A ciò aggiungasi che essendo la rimodulazione della tariffa accompagnata da altri benefici compensativi – come la possibilità per i fruitori delle tariffe rimodulate di accedere a finanziamenti bancari per un importo massimo pari alla differenza tra l’incentivo attuale e l’incentivo rimodulato [finanziamenti di cui possono beneficiare, cumulativamente o alternativamente, sulla base di apposite convenzioni con il sistema bancario, di provvista dedicata o di garanzia concessa dalla Cassa Depositi e Prestiti (art. 26, comma 5)], o come la cessione degli incentivi ad un «acquirente selezionato tra i primari operatori finanziari europei» (art. 26, commi 7 e seguenti, del d.l. 91 del 2014) – , gli investimenti restano salvaguardati dalla gradualità della rimodulazione, dalle varietà delle opzioni previste dalla legge e dalle misure compensative (che consentono di attenuare l’incidenza economica della riduzione dell’incentivazione), restandone, pertanto, assicurata l’equa remunerazione.

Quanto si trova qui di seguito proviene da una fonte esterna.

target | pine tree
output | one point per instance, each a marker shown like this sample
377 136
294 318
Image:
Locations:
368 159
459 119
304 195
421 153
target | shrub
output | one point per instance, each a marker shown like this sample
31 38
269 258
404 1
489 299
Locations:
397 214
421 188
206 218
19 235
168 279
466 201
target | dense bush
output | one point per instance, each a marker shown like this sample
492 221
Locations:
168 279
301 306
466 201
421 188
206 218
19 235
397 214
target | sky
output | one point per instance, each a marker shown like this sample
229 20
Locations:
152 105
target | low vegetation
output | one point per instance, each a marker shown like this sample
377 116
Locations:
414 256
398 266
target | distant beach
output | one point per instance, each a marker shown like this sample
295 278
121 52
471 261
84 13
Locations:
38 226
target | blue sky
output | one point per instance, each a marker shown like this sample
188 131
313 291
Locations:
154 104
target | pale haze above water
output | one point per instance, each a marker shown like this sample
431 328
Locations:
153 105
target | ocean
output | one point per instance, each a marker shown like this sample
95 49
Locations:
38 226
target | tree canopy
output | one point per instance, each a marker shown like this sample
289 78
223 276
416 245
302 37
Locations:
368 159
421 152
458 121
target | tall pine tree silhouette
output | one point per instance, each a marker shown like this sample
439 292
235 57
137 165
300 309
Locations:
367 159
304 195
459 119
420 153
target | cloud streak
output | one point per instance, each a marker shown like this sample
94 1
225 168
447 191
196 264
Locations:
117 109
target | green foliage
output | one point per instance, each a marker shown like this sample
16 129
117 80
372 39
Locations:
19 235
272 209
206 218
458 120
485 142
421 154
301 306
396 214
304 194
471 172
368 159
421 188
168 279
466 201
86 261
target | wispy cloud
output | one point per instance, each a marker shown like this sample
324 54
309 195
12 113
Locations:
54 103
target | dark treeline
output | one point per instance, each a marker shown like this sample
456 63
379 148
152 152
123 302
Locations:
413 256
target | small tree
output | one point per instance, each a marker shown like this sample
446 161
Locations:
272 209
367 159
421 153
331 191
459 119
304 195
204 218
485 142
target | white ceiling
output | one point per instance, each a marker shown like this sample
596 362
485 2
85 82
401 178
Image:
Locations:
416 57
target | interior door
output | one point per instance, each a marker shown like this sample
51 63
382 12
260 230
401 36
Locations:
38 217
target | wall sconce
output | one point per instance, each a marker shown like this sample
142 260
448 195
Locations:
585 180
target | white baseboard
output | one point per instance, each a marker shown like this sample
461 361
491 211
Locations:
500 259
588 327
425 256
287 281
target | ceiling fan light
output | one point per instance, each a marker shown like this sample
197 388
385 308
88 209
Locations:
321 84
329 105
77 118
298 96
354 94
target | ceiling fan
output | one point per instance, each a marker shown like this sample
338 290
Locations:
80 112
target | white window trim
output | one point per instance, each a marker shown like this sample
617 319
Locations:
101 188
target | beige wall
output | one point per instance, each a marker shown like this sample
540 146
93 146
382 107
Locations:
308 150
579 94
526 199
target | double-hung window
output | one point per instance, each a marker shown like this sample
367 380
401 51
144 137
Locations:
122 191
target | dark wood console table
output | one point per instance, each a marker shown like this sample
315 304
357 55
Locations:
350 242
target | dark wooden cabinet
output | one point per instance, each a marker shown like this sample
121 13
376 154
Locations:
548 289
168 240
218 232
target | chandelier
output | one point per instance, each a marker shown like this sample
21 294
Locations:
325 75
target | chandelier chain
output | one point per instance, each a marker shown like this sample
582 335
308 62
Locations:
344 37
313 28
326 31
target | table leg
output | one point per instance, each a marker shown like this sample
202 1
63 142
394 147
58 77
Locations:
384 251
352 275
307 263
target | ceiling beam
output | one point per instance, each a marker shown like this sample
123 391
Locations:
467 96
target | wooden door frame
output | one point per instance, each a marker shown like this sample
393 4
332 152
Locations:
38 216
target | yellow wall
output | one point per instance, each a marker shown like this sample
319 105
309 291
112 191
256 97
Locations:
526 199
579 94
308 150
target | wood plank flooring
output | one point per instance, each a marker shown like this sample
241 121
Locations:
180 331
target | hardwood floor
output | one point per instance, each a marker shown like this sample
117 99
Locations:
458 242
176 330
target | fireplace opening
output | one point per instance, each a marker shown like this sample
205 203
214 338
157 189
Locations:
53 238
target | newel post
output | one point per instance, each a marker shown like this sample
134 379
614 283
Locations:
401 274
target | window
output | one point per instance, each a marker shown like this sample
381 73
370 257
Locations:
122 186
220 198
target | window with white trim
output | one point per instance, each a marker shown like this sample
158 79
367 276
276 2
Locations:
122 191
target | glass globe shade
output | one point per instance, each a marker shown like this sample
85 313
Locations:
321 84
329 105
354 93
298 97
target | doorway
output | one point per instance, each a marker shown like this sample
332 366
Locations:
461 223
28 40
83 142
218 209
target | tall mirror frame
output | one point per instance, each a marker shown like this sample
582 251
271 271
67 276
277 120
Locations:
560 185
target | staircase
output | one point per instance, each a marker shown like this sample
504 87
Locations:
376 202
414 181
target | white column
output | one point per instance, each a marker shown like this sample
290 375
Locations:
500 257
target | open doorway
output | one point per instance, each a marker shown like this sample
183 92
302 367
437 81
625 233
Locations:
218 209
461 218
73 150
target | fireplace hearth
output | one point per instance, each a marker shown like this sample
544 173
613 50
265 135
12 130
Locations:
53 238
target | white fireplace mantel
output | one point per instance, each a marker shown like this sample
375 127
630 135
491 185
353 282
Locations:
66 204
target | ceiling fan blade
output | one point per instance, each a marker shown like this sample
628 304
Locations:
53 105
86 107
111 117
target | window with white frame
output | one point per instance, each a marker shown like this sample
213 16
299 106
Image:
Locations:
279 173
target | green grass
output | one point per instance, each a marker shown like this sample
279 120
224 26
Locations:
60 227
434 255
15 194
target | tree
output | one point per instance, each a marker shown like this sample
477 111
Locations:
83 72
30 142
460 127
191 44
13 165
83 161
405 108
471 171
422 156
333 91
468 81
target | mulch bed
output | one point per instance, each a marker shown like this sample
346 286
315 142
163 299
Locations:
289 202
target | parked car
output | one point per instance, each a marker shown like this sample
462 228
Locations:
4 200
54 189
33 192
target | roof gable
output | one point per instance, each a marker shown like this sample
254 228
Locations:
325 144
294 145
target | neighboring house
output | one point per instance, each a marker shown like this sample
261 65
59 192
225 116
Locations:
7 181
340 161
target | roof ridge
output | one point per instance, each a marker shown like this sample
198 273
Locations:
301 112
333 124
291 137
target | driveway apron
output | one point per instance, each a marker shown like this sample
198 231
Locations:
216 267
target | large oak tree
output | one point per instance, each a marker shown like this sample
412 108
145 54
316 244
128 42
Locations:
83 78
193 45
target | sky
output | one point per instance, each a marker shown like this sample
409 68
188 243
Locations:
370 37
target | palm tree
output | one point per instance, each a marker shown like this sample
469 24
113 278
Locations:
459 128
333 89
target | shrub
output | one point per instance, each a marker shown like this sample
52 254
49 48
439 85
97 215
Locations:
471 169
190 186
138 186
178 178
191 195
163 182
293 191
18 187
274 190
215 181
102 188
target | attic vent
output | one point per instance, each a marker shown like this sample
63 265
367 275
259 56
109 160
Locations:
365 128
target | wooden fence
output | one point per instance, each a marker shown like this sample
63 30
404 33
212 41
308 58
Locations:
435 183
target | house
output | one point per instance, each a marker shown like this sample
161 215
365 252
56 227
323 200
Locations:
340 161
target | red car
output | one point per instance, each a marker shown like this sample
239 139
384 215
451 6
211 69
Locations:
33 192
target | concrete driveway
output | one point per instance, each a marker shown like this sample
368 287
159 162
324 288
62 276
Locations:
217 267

Con riferimento, poi, alla questione di legittimità costituzionale sollevata in relazione al comma 2 dell’art. 26 Dl 41/2014, la Corte si è richiamata alle argomentazioni già svolte in relazione al comma 3 della medesima norma, evidenziando, per altro, che la nuova modalità di pagamento delle tariffe incentivanti – introdotta dal suddetto comma 2 dell’art. 26 (con riguardo anche agli impianti di potenza inferiore ai 200KW) – non è tale da penalizzare gli operatori del settore, ai quali anzi garantisce, a regime, una maggiore certezza e stabilità dei flussi finanziari, per effetto del previsto meccanismo di anticipazione-conguaglio, basato sulla corresponsione di rate mensili, di importo costante, corrispondenti al «90 per cento della producibilità media annua stimata di ciascun impianto, nell’anno solare di produzione» e successivo «conguaglio, in relazione alla produzione effettiva, entro il 30 giugno dell’anno successivo».